De auto was non-conform

5.3.

Vast staat dat binnen een jaar na de aankoop is gebleken dat de krukaslagers van de motor gesmolten zijn. Onder verwijzing naar de rapporten van APW en [bedrijf] stelt [eiseres] dat sterk vervuilde motorolie daarvan de oorzaak is. Op grond van artikel 7:18a lid 2 BW wordt vermoed dat de vervuilde motorolie al bij aankoop al aanwezig was en dat dit de oorzaak is van de schade aan de motor, tenzij door [gedaagde] het tegendeel wordt aangetoond.

5.4.

[gedaagde] voert aan dat door toedoen van [gedaagde] de oorzaak van de schade aan de motor niet meer achterhaald kan worden en dat niet valt uit te sluiten dat de schade aan de motor is veroorzaakt door het onderzoek door APW of [bedrijf] of doordat [eiseres] de motorolie niet op tijd heeft bijgevuld. De kantonrechter is van oordeel dat zij met deze stellingen het wettelijk vermoeden onvoldoende heeft weerlegd. Niet in geschil is dat APW (en later ook [bedrijf] ) de auto pas hebben onderzocht nadat zowel [eiseres] als [gedaagde] het tikkende geluid van de motor hebben gehoord. De kantonrechter gaat er daarom van uit dat de schade aan de motor al eerder aanwezig was en niet door toedoen van APW of [bedrijf] is ontstaan.

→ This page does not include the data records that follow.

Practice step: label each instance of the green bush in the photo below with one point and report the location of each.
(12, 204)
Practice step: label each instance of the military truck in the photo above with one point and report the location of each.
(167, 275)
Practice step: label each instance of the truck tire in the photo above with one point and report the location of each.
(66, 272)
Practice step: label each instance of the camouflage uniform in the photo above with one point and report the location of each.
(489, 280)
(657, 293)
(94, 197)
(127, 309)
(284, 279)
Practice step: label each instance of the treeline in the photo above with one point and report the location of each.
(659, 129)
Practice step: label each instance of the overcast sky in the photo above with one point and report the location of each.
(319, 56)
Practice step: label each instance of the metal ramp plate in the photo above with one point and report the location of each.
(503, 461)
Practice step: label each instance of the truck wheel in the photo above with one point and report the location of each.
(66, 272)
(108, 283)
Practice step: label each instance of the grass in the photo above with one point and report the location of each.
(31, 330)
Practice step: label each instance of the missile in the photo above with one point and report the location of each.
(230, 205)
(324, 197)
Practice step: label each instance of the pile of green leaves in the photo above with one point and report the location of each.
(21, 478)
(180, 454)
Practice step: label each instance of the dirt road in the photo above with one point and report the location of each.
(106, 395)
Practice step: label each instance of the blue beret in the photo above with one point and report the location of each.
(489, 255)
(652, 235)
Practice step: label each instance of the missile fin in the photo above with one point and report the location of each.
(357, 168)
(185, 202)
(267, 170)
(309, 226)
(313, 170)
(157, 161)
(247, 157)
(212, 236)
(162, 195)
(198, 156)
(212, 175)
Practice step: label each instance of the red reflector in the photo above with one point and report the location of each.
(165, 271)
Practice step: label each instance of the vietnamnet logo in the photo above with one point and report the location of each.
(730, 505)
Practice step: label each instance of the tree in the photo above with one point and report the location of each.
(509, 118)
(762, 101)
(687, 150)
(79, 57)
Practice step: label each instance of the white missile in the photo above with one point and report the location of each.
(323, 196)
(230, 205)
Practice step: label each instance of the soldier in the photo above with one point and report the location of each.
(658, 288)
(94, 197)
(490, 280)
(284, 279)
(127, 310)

Bovendien wordt de stelling dat een te laag oliepeil de schade heeft veroorzaakt, voldoende weersproken door de verklaringen van [eiseres] en de door haar overgelegde stukken. Zo volgt uit het onderzoek van APW dat er 6,5 liter motorolie is afgetapt. Vast staat dat dit een normale hoeveelheid motorolie voor dit type auto is. Bovendien voert [eiseres] aan dat op het dashboard van de auto nooit een melding is verschenen dat de motorolie bijgevuld moest worden. Door simpelweg te stellen dat het oliepeil te laag zou zijn geweest gelet op het aantal kilometers dat [eiseres] met de auto heeft gereden, heeft [gedaagde] niet aangetoond dat de door [eiseres] aangedragen oorzaak van de schade aan de motor niet waar kan zijn. Te meer nu uit het door [eiseres] overgelegde rapport van [bedrijf] volgt dat de motorolie daadwerkelijk vervuild was én dat vervuilde motorolie ertoe kan leiden dat krukaslagers smelten en de motor beschadigd raakt. De kantonrechter concludeert dan ook dat de schade aan de motor veroorzaakt is door vervuilde motorolie en dat de motorolie al bij aankoop vervuild was.

5.5.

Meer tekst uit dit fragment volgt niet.